Starring Thomas Jane and Marcia Gay Harden. Rated 18A.

Writer-director Frank Darabont had skillfully translated the human drama of Stephen King's work in The Green Mile and The Shawshank Redemption , but he seems hopelessly lost in The Mist , his adaptation of the horror master's 1980 novella. Its first half-hour echoes the severe lousiness of Maximum Overdrive , King's first and last director's job, a clunky reworking of his riveting short story "Trucks". In The Mist , pointless conversations between small-town residents in Maine are used to kill time until a bunch of them wind up in the local supermarket, replenishing supplies after a freak storm that has caused a thick fog to roll into town. "There's something in the mist!" screams one desperate man as he hightails it into the safety of the store, with blood running from his nose as if the mist had punched him in the face.

Among the trapped residents are movie-poster artist David Drayton ( Dreamcatcher 's Thomas Jane, channelling Christopher Lambert's forehead), cowardly mouthpiece Jim Grondin ( Shawshank 's William Sadler), and ill-tempered Bible thumper Mrs. Carmody ( Mystic River's Marcia Gay Harden), who says things like: "If I ever need a friend like you, I'll just squat in my room and shit one out." More interminable small-town chatter ensues until one of the store's younger employees braves the mist and gets torn up and dragged away by hokey-looking CGI tentacles.

Just as it appears as if The Mist is destined to be a King-spawned failure of biblical (i.e., Children of the Corn ) proportions, its creature designs turn wicked. Two-foot dragonflies with scorpion-like stingers land on the store's windows and attract fierce mini-pterodactyls that swoop off with them, shattering windows in the process. When a few of the bloodthirsty critters make it inside the store, the film becomes hugely entertaining, and the frenzied thrills continue when a Drayton-led search party stumbles into the lair of gigantic spiders.
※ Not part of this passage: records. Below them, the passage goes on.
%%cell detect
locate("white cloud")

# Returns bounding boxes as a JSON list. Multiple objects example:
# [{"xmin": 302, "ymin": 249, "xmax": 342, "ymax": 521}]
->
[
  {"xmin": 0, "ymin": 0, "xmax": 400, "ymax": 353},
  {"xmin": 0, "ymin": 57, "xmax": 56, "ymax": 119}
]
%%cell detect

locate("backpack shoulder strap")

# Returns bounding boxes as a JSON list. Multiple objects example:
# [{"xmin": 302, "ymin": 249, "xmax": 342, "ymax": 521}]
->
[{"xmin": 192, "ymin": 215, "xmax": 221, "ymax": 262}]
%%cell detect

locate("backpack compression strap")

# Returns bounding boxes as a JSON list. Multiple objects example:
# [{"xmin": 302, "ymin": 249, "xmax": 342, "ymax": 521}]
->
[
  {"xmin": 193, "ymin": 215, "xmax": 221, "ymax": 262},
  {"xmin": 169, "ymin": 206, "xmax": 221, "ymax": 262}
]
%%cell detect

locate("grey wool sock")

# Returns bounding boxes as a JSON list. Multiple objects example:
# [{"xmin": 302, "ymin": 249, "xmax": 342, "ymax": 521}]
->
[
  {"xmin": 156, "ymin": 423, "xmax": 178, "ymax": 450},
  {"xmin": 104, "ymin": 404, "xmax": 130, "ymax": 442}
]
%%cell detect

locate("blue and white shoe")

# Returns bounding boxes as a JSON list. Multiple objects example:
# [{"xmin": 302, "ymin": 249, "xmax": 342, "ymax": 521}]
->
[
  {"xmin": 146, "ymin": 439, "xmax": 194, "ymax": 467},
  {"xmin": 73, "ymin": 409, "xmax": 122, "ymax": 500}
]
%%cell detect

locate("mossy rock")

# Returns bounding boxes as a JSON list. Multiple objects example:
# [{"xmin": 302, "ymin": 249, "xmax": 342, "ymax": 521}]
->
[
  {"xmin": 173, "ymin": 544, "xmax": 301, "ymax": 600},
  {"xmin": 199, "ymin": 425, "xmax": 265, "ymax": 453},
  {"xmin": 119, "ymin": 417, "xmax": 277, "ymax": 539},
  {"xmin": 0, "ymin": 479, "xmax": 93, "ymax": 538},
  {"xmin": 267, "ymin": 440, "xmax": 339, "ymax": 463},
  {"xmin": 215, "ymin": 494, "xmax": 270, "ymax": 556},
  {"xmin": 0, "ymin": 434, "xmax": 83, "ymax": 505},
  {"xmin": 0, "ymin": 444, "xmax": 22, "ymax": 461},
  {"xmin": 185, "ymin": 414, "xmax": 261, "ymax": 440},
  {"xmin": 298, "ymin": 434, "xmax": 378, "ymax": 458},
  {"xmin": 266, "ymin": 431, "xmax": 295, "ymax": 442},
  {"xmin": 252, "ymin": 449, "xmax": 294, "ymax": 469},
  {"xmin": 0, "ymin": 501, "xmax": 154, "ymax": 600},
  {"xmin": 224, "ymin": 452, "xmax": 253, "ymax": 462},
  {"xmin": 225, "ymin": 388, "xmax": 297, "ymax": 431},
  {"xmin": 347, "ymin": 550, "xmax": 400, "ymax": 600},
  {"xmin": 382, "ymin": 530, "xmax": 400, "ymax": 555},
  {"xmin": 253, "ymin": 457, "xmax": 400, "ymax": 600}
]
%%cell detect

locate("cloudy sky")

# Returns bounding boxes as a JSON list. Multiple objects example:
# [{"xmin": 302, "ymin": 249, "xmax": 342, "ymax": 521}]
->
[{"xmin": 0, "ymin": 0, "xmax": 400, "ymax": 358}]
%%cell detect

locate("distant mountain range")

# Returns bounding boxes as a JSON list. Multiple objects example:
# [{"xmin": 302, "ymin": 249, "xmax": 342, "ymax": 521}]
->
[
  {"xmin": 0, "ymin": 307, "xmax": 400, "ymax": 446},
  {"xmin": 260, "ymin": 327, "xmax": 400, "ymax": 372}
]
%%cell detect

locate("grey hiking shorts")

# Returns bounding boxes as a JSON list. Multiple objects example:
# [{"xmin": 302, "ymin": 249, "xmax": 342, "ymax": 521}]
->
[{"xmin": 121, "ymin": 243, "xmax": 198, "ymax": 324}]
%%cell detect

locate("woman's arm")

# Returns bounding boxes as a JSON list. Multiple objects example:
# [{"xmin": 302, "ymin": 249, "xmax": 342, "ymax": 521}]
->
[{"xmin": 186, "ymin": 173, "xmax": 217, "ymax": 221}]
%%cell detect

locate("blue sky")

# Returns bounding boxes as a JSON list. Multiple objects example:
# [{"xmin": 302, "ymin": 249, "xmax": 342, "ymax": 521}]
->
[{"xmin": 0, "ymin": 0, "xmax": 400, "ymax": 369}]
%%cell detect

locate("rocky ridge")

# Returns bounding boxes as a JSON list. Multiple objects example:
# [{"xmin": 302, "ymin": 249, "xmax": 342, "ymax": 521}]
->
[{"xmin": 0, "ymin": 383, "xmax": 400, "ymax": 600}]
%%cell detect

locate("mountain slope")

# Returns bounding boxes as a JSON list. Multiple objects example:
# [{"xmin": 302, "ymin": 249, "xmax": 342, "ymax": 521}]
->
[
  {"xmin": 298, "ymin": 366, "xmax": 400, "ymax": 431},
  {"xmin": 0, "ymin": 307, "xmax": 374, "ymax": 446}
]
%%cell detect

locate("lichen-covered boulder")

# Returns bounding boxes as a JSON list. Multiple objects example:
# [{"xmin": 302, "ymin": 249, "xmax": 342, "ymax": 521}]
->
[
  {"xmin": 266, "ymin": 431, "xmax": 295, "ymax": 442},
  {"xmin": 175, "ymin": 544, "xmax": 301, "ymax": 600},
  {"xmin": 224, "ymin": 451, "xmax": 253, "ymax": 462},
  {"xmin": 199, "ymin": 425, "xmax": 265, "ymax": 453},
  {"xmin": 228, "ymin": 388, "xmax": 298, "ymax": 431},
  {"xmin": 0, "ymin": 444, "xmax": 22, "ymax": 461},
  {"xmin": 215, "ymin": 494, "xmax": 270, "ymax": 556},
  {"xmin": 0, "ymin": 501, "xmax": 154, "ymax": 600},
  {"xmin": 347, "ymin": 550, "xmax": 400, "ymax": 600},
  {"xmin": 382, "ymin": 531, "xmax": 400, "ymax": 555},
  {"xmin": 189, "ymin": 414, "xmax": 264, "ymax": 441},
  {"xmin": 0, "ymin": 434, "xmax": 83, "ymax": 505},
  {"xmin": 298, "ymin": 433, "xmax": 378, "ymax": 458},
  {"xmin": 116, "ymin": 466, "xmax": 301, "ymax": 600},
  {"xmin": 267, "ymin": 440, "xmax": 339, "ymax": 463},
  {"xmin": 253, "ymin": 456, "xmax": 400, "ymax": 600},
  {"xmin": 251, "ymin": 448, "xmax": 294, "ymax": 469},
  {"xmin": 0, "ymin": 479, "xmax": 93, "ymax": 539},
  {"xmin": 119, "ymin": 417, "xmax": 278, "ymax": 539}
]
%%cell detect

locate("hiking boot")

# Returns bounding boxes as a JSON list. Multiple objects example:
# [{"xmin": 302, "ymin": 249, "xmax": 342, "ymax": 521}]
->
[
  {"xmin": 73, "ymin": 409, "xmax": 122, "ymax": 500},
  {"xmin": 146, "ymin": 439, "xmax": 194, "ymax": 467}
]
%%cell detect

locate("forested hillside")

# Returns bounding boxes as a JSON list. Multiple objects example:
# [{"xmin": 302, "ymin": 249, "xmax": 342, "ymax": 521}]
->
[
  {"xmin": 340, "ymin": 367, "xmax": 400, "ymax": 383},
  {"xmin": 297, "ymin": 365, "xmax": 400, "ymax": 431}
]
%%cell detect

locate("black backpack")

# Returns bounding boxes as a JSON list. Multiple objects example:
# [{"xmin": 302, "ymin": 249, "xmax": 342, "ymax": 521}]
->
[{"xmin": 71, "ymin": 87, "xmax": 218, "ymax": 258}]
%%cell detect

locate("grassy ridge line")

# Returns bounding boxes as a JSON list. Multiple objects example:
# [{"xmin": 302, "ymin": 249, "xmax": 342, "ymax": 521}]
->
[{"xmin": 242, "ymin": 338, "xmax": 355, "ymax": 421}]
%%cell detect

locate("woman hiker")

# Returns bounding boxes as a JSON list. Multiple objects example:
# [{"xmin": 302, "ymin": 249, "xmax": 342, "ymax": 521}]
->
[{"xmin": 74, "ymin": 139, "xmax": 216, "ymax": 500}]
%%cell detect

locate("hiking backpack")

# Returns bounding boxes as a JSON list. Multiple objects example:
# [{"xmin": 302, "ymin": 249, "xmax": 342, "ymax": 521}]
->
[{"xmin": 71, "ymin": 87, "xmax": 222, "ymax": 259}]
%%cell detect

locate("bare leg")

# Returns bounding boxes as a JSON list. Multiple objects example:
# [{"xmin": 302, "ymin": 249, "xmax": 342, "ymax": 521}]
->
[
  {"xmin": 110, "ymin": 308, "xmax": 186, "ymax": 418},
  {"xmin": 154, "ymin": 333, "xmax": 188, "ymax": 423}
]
That's it for the worthwhile stuff, though. When The Mist 's mutated monstrosities aren't causing serious damage on-screen, its underdeveloped characters, hackneyed dialogue, and heavy-handed moralizing are taking care of that. We get what you're driving at, Darabont: it's humans who are the real monsters of the world. Would it have killed you to cloak that message in a decent fright flick?